Web Archives: A Tool for Geographical Research?
By Emmanouil Tranos and Christoph Stich, University of Birmingham
If you are a quantitative social scientist there are few things more fascinating than free, under-utilised, quirky and easy to download data that also fits well the narrative of 'big data'.
Combine the above characteristics with data that have the potential to support researchers answering interesting research questions and then you will make a researcher happy! And this is exactly what the JISC UK Web Domain Dataset held by the UK Web Archive is all about.
A detailed description of the data can be found here, but briefly this is a subset of the Internet Archive that includes all the archived webpages under the .UK Top Level Domain (TLD) as well as the archival timestamp for the period January 1996 to March 2013. The UK Web Archive partnered with the Internet Archive and JISC to create this unique data set, which enables researchers to easily access probably the largest national archive of webpages.
The UK web space has several unique characteristics
Apart from the fact that UK was an early adopter of internet technologies and applications, it also includes some widely recognisable second level domain names such as the .co.uk and the .ac.uk. While the first one (mainly) denotes commercial activities based in the UK similar to the .com top level domain, the latter is used for UK universities. Moreover, the English language makes the UK web space more accessible to the rest of the world.
How is this dataset useful?
The JISC UK Web Domain Dataset is an easy way to access the Internet Archive data. It is, in essence, a long list of strings (i.e. groups of characters), that include the archival timestamp and the original URL of the archived webpages.
For instance, the first numerical part of the line below indicates when the contact page of the uk.eurogate.co.uk website was archived (9/5/2008 at 16:21:38).

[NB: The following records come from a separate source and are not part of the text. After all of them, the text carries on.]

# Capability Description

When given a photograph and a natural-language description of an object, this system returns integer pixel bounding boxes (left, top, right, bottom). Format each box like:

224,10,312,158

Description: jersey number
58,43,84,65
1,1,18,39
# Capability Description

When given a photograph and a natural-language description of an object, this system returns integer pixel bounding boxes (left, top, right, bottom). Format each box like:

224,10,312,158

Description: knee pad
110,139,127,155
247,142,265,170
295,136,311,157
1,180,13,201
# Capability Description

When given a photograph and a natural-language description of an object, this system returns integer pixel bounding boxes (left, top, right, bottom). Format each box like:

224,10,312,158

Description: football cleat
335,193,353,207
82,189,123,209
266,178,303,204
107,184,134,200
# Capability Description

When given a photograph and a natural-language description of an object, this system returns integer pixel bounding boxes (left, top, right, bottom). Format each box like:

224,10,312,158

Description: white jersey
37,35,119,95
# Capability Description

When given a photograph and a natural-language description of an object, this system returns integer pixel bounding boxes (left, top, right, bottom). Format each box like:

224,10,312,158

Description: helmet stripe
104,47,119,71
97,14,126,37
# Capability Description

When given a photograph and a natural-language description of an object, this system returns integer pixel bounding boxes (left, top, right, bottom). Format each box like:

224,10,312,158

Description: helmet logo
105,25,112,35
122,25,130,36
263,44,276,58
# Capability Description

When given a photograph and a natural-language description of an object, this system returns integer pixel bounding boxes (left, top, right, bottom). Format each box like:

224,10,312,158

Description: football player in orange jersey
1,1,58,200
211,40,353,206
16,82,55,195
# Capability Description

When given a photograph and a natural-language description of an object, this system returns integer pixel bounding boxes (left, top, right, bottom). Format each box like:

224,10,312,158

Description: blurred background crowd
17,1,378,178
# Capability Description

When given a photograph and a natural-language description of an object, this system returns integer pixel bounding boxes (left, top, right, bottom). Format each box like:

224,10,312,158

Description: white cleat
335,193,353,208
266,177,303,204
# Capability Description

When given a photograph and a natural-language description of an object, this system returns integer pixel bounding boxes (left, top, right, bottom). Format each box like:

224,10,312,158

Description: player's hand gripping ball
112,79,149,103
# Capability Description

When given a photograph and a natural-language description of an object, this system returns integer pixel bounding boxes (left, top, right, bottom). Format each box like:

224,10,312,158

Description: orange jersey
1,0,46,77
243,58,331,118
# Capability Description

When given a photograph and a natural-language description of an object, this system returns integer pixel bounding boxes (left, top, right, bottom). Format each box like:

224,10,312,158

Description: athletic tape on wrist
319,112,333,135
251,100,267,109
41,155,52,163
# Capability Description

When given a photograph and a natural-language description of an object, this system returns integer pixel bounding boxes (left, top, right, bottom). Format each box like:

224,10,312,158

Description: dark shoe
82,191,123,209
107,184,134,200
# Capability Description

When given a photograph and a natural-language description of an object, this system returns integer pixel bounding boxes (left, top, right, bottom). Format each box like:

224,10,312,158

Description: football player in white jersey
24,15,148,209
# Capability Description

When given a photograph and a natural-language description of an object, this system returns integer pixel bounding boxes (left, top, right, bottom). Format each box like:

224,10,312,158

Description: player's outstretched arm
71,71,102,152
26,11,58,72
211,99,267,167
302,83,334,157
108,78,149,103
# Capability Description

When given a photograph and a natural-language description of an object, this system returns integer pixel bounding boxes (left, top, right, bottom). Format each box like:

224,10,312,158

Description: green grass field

20080509162138/http://uk.eurogate.co.uk/contact_us IG8 8HD
With the use of these strings a researcher can retrieve the HTML documents of the archived webpages from the Internet Archive API. The UK Web Archive further processed this data and created a subset of the archived UK webpages that includes all the .uk webpages that contain a UK postcode.
In the above example, the last element indicates that this specific webpage contains the postcode IG8 8HD.

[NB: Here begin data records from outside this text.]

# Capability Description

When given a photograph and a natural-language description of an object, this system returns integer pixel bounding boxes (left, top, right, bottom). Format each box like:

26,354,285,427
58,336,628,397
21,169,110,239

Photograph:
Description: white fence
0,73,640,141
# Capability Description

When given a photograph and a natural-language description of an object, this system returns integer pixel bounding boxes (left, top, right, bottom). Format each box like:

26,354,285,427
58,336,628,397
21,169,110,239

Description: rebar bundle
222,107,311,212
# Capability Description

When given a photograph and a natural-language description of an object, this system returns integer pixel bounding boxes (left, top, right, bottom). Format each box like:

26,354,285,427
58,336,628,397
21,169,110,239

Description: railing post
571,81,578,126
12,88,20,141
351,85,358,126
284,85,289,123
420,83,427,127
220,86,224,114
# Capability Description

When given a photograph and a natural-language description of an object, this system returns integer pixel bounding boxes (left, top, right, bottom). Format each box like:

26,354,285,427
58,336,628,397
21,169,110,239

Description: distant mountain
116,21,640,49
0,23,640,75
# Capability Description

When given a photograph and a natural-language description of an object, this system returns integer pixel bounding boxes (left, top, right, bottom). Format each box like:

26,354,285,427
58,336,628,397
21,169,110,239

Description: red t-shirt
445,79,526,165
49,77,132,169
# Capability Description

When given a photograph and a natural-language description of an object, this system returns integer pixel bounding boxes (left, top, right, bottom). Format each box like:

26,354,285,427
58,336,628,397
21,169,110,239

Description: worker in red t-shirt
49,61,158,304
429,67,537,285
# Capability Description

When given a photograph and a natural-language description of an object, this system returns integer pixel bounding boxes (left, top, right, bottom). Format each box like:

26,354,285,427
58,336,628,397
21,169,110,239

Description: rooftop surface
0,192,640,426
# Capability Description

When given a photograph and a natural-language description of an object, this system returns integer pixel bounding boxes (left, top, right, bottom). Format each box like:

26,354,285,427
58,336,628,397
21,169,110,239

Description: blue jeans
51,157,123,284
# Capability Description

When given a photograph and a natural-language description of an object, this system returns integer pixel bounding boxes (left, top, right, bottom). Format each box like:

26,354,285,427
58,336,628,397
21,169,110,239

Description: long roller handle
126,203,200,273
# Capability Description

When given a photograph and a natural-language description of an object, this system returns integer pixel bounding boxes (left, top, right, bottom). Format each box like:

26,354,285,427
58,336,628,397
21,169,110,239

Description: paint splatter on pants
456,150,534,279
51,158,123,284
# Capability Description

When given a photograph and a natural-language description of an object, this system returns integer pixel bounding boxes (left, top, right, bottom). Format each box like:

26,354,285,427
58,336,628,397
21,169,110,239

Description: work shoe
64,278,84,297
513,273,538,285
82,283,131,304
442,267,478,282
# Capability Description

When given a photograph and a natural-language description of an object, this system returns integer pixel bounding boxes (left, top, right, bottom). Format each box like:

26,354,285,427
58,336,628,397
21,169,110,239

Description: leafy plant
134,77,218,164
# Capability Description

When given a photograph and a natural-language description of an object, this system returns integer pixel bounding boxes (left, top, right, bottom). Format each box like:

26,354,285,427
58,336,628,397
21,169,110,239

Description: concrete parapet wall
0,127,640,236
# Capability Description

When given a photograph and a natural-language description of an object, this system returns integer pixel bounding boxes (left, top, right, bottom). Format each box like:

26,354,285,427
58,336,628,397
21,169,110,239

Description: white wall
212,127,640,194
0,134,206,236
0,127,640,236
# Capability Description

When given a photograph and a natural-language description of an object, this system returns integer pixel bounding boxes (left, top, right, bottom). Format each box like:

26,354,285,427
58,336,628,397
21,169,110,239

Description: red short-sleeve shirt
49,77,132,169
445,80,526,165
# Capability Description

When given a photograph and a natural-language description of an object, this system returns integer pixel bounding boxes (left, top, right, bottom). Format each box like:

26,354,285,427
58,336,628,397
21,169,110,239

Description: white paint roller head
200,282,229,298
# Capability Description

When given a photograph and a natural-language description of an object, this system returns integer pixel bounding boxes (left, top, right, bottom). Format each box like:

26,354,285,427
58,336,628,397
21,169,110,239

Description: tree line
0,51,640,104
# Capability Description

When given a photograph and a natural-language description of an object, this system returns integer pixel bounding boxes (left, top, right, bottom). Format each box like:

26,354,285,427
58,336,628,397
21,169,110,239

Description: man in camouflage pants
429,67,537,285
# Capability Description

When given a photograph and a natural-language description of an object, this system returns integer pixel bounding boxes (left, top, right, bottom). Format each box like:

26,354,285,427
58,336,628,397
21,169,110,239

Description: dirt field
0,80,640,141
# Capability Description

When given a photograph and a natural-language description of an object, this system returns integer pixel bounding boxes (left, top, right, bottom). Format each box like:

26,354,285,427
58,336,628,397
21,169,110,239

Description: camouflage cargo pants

This dataset, which is known as the Geoindex and can be downloaded from here, is probably one of the largest open data sets of georeferenced digital content.

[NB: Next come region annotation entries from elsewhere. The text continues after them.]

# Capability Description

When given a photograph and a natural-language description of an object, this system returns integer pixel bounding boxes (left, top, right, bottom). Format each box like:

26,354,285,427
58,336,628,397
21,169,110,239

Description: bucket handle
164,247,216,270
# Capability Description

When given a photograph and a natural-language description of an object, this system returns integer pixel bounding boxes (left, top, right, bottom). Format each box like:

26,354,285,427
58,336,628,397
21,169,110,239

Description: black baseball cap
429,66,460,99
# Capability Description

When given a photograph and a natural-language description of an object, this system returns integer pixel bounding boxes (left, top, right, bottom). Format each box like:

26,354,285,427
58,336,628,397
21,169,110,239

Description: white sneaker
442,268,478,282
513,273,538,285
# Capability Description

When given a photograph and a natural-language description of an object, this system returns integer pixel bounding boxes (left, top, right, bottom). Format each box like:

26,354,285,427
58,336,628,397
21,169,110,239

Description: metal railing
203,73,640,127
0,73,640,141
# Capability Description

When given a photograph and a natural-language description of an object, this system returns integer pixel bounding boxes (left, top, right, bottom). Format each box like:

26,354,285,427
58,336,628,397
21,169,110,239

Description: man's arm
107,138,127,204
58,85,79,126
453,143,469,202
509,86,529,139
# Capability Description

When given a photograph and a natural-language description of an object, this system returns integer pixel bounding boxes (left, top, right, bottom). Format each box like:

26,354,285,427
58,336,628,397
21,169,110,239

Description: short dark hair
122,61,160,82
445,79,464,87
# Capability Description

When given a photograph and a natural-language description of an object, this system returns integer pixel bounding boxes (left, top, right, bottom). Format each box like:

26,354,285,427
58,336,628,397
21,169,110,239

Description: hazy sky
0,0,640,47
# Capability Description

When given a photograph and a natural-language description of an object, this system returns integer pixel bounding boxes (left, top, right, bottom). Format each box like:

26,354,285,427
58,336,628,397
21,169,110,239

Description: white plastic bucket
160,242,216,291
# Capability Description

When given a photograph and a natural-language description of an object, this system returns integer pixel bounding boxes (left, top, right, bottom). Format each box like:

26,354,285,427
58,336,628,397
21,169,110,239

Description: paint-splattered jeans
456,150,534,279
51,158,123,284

There are, however, a number of technical and conceptual challenges attached to the usage of these data. For instance, there is a debate in the literature regarding how much of the web is currently archived (e.g. Hale et al. 2017). Although there is some critique regarding the depth of archival process (i.e. how many webpages from each website are archived), the Internet Archive is the most extended digital archive (Holzmann et al., 2016; Ainsworth et al., 2011).
Moreover, the volume of the data requires some upfront investment regarding data analysis skills, but is still doable with some standard off-the-shelf libraries and tools (e.g. Python or R).
After filtering out invalid postcodes, we are left with a dataset that contains about 5.8 million pairs of British postcodes and domain names.
As one can see in plot, the number of domains that reference a postcode grows relatively rapidly in the decade between 1995 and 2005 before growth levels off. The distribution of domains also more or less aligns with the population density of the UK. This is a good indicator that the collected data captures actual activity in the UK.
Unsurprisingly the data also reveal a difference between London and the rest of the country. The number of domains that reference a postcode per inhabitant grew faster in London than in other places, but eventually the rest of the country caught up with London. There are, however, quite significant differences in how the domains are distributed within London as well.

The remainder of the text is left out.